The following excerpt is from 78 Tax Tips For Canadians For Dummies by Christie Henderson, Brian Quinlan and Suzanne Schultz
Even though you may not be required to file a tax return this year, consider doing so anyway. You can gain a lot of benefits from filing - including free money! - that far outweigh the time and frustration spent preparing your return. (Did we mention "free money"?)
Claiming GST Credits
You might be entitled to a tax-free quarterly cheque from the government for the Goods and Services Tax (GST) or the Harmonized Sales Tax (HST). That's right; some of these dreaded sales taxes may actually be refunded to you via a tax credit. Not everyone is eligible for the GST/HST credit, but if you are eligible you can receive it only if you apply for it each year.
Applying is easy: When you file a tax return, tick the box that says you want to apply. The CRA will do the calculations and let you know if you qualify based on information such as your net income, the net income of your spouse, and the number of children under the age of 18 who live with you.
Even if you have no income, you need to file a tax return to apply for the GST/HST credit.
You're entitled to the GST/HST credit when you turn 19, so you'll need to file a tax return for at least the year prior to your 19th birthday to ensure you get your payments. If your birthday is in January, February, or March, file for the two years prior to your 19th birthday. If you forgot, you can always file after the fact.
Benefiting from Provincial Tax Credits
Many provinces and territories in Canada offer special tax credits to their residents.

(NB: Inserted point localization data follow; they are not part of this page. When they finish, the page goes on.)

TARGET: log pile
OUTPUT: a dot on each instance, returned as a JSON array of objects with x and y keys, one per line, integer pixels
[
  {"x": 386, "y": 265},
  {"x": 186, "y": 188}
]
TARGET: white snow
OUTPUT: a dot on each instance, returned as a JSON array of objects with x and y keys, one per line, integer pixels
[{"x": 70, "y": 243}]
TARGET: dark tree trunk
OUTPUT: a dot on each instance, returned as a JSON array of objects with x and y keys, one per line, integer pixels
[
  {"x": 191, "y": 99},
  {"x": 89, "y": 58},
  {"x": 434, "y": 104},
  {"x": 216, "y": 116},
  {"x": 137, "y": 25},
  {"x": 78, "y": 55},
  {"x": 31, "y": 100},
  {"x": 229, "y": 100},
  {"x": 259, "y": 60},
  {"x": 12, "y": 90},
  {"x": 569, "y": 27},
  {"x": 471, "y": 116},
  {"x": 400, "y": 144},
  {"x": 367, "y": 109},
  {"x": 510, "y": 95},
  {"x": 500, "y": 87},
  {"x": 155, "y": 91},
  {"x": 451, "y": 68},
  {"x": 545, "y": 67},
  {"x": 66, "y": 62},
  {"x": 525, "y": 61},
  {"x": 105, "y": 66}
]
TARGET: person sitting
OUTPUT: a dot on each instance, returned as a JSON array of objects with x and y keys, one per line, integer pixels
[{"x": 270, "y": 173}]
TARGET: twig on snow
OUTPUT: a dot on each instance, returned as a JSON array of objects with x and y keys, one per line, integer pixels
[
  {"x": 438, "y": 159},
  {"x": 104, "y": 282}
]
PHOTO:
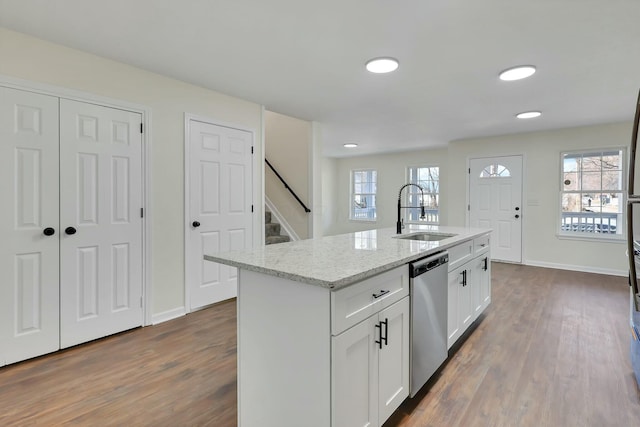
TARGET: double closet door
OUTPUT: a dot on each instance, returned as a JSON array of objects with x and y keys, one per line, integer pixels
[{"x": 70, "y": 223}]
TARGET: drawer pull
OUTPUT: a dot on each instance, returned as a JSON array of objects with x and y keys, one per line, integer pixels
[
  {"x": 383, "y": 338},
  {"x": 380, "y": 294}
]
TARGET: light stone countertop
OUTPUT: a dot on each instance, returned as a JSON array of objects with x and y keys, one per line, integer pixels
[{"x": 337, "y": 261}]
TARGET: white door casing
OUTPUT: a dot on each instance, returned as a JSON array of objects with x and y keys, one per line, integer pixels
[
  {"x": 29, "y": 259},
  {"x": 495, "y": 201},
  {"x": 101, "y": 198},
  {"x": 218, "y": 167}
]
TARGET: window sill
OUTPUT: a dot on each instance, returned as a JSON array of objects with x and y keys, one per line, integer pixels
[{"x": 601, "y": 238}]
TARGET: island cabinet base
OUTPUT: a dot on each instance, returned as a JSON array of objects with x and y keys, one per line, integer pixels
[
  {"x": 309, "y": 356},
  {"x": 284, "y": 352}
]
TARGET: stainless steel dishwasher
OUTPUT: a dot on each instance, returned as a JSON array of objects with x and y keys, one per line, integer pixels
[{"x": 428, "y": 286}]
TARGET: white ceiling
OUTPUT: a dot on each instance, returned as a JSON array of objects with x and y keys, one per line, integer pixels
[{"x": 306, "y": 59}]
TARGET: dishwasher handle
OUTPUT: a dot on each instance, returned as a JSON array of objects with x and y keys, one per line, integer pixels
[{"x": 422, "y": 266}]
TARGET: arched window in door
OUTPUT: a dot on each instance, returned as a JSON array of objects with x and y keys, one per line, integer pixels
[{"x": 495, "y": 171}]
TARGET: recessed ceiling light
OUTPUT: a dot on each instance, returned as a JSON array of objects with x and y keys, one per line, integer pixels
[
  {"x": 529, "y": 115},
  {"x": 382, "y": 65},
  {"x": 517, "y": 73}
]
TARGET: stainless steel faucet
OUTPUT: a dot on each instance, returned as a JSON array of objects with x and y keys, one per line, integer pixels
[{"x": 400, "y": 224}]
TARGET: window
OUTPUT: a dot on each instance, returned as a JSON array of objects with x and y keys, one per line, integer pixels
[
  {"x": 495, "y": 171},
  {"x": 363, "y": 195},
  {"x": 591, "y": 195},
  {"x": 427, "y": 177}
]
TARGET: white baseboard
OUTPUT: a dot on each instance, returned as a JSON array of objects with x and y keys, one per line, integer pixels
[
  {"x": 283, "y": 222},
  {"x": 167, "y": 315},
  {"x": 582, "y": 268}
]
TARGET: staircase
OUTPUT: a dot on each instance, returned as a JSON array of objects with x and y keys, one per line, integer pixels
[{"x": 272, "y": 231}]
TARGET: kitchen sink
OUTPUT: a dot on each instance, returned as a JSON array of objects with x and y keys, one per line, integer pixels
[{"x": 426, "y": 236}]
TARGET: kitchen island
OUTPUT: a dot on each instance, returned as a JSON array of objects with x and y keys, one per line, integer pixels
[{"x": 323, "y": 325}]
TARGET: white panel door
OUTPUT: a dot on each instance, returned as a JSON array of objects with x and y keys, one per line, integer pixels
[
  {"x": 495, "y": 201},
  {"x": 219, "y": 208},
  {"x": 28, "y": 254},
  {"x": 100, "y": 221}
]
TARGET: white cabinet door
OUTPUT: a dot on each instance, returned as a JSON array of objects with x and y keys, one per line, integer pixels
[
  {"x": 460, "y": 306},
  {"x": 476, "y": 298},
  {"x": 485, "y": 281},
  {"x": 29, "y": 298},
  {"x": 453, "y": 305},
  {"x": 100, "y": 221},
  {"x": 466, "y": 297},
  {"x": 219, "y": 212},
  {"x": 393, "y": 369},
  {"x": 354, "y": 385}
]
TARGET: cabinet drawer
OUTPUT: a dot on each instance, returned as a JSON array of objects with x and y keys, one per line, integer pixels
[
  {"x": 481, "y": 244},
  {"x": 356, "y": 302},
  {"x": 460, "y": 254}
]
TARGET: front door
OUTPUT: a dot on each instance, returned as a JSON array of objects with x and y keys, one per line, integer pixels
[
  {"x": 28, "y": 225},
  {"x": 100, "y": 220},
  {"x": 495, "y": 201},
  {"x": 219, "y": 208}
]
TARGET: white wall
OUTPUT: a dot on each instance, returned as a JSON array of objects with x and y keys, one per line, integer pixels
[
  {"x": 288, "y": 149},
  {"x": 541, "y": 187},
  {"x": 391, "y": 170},
  {"x": 25, "y": 57}
]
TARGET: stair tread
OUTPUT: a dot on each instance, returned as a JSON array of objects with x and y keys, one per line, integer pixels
[{"x": 270, "y": 240}]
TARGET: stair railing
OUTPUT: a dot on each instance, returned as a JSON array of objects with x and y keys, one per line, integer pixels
[{"x": 306, "y": 209}]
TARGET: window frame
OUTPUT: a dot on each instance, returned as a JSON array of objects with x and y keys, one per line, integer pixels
[
  {"x": 620, "y": 235},
  {"x": 405, "y": 201},
  {"x": 352, "y": 195}
]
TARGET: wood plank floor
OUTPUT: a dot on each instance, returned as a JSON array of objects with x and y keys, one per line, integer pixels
[{"x": 551, "y": 350}]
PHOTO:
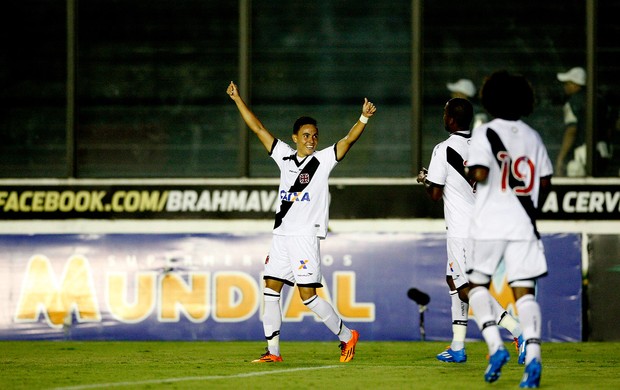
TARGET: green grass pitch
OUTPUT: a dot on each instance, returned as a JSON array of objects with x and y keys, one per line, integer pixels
[{"x": 307, "y": 365}]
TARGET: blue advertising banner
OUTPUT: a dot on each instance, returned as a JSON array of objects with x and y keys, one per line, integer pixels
[{"x": 209, "y": 287}]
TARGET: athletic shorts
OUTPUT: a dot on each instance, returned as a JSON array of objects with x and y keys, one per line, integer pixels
[
  {"x": 458, "y": 251},
  {"x": 524, "y": 260},
  {"x": 295, "y": 260}
]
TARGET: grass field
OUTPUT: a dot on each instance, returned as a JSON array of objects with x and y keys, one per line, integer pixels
[{"x": 307, "y": 365}]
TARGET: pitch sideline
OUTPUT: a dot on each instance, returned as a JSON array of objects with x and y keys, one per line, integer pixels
[{"x": 191, "y": 378}]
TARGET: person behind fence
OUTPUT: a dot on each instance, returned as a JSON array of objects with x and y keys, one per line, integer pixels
[
  {"x": 572, "y": 156},
  {"x": 301, "y": 222},
  {"x": 445, "y": 179},
  {"x": 512, "y": 170}
]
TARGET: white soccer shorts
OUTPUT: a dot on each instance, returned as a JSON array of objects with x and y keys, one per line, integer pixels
[{"x": 295, "y": 259}]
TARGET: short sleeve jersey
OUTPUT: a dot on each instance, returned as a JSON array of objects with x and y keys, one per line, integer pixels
[
  {"x": 303, "y": 192},
  {"x": 447, "y": 169},
  {"x": 506, "y": 203}
]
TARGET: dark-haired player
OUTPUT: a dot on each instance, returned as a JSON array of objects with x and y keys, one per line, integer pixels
[
  {"x": 300, "y": 222},
  {"x": 510, "y": 164},
  {"x": 446, "y": 180}
]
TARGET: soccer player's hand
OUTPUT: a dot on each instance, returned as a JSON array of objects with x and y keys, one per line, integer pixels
[
  {"x": 368, "y": 109},
  {"x": 232, "y": 91},
  {"x": 422, "y": 175}
]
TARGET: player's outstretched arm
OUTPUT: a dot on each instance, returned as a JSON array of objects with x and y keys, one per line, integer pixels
[
  {"x": 343, "y": 146},
  {"x": 250, "y": 119}
]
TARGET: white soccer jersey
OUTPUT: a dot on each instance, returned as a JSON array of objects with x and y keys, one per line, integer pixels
[
  {"x": 447, "y": 168},
  {"x": 506, "y": 202},
  {"x": 304, "y": 191}
]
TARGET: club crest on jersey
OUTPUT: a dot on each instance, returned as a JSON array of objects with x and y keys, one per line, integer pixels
[{"x": 294, "y": 196}]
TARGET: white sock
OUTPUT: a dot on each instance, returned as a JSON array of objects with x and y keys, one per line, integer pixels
[
  {"x": 481, "y": 302},
  {"x": 460, "y": 314},
  {"x": 328, "y": 315},
  {"x": 507, "y": 321},
  {"x": 531, "y": 322},
  {"x": 272, "y": 320}
]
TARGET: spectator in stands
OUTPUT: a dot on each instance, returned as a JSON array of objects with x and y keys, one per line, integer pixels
[
  {"x": 573, "y": 142},
  {"x": 465, "y": 89}
]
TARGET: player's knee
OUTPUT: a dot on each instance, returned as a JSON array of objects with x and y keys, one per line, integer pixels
[{"x": 478, "y": 278}]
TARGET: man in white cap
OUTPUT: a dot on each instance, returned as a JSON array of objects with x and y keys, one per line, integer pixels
[
  {"x": 573, "y": 141},
  {"x": 465, "y": 89}
]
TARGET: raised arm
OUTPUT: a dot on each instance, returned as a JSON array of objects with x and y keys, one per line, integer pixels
[
  {"x": 343, "y": 146},
  {"x": 250, "y": 119}
]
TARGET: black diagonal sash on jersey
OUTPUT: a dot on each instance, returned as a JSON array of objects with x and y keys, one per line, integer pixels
[
  {"x": 298, "y": 186},
  {"x": 526, "y": 201},
  {"x": 456, "y": 161}
]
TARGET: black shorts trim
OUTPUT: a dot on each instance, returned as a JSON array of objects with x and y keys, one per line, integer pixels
[
  {"x": 287, "y": 282},
  {"x": 315, "y": 285}
]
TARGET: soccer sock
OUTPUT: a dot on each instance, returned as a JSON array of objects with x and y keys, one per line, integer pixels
[
  {"x": 459, "y": 321},
  {"x": 481, "y": 302},
  {"x": 272, "y": 320},
  {"x": 328, "y": 315},
  {"x": 507, "y": 321},
  {"x": 531, "y": 317}
]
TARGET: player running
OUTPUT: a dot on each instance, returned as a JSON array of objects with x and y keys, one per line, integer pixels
[
  {"x": 510, "y": 164},
  {"x": 446, "y": 179},
  {"x": 301, "y": 222}
]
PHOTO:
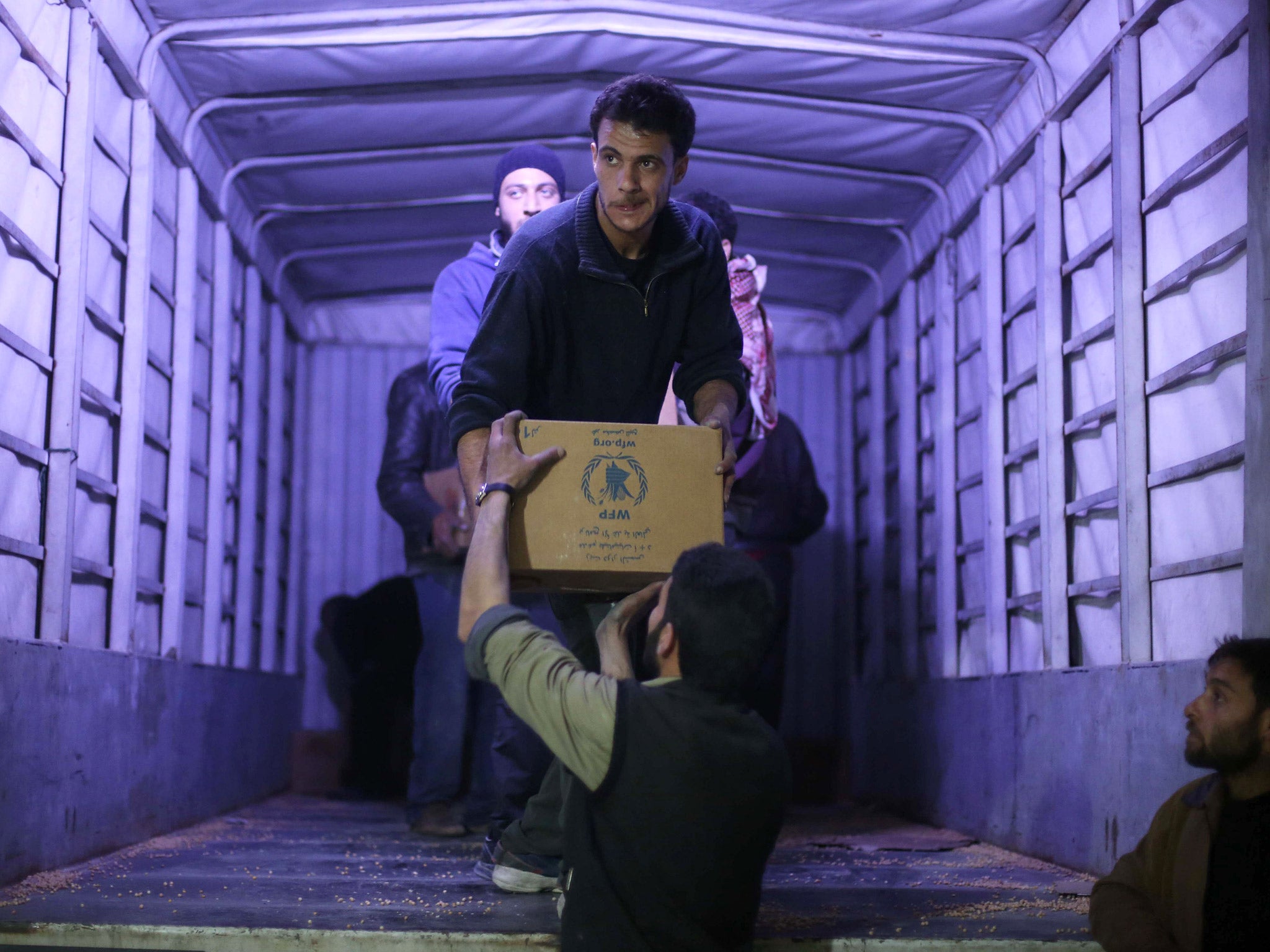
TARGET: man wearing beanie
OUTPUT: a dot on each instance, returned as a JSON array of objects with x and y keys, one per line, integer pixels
[
  {"x": 527, "y": 180},
  {"x": 593, "y": 305}
]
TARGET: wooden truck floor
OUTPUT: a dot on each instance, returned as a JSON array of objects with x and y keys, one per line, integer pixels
[{"x": 309, "y": 874}]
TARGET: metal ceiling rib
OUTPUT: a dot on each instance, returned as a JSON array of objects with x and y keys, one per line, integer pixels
[{"x": 651, "y": 20}]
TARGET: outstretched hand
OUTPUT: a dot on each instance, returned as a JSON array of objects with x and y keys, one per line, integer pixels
[
  {"x": 611, "y": 638},
  {"x": 505, "y": 461},
  {"x": 727, "y": 466}
]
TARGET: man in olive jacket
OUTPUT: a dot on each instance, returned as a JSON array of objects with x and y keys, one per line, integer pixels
[{"x": 1201, "y": 878}]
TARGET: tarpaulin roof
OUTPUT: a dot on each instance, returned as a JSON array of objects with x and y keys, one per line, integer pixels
[{"x": 366, "y": 144}]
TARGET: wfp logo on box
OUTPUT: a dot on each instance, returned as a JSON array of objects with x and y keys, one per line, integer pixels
[{"x": 607, "y": 482}]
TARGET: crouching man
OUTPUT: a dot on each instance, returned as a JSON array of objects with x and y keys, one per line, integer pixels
[
  {"x": 1201, "y": 878},
  {"x": 677, "y": 791}
]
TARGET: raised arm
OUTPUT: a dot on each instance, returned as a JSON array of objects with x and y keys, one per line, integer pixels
[
  {"x": 573, "y": 710},
  {"x": 486, "y": 575},
  {"x": 716, "y": 407}
]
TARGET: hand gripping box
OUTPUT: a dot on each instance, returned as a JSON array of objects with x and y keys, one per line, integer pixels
[{"x": 619, "y": 509}]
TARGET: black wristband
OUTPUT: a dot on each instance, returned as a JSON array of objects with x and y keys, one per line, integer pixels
[{"x": 494, "y": 488}]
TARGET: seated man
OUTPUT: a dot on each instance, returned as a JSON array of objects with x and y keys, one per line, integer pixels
[
  {"x": 1201, "y": 878},
  {"x": 677, "y": 791}
]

However, these credits do not come to you automatically. You must apply for them on your personal tax return. The tax credits vary by province/territory and some are very generous. They include credits such as sales tax credits and property tax credits.
Receiving Child Benefits
If you're responsible for the care of a child who is under age 18, you might be eligible to claim the Canada Child Tax Benefit (CCTB) for that child.
To apply for the CCTB, the first step is to complete Form RC66, Canada Child Benefits Ap-plication. However, because the benefits are based on net family income, you must file a tax return to substantiate your income. Even if your income is nil, file a tax return to ensure you don't miss out on these benefits.
Obtaining Refunds for CPP or EI Overpayments
Canada Pension Plan (CPP) and Employment Insurance (EI) premiums are deducted from your pay and reported on your personal tax return. If you've worked at only one job in the year, it's unlikely that your CPP or EI premiums were drastically wrong. However, if you have more than one employer in a year, each employer is required to deduct CPP and EI based on your earnings at that job alone. In this case it's very common that your total CPP and EI paid was too much. (By the way, this often has nothing to do with your employer's payroll skills; it's because of the way the calculation is done.)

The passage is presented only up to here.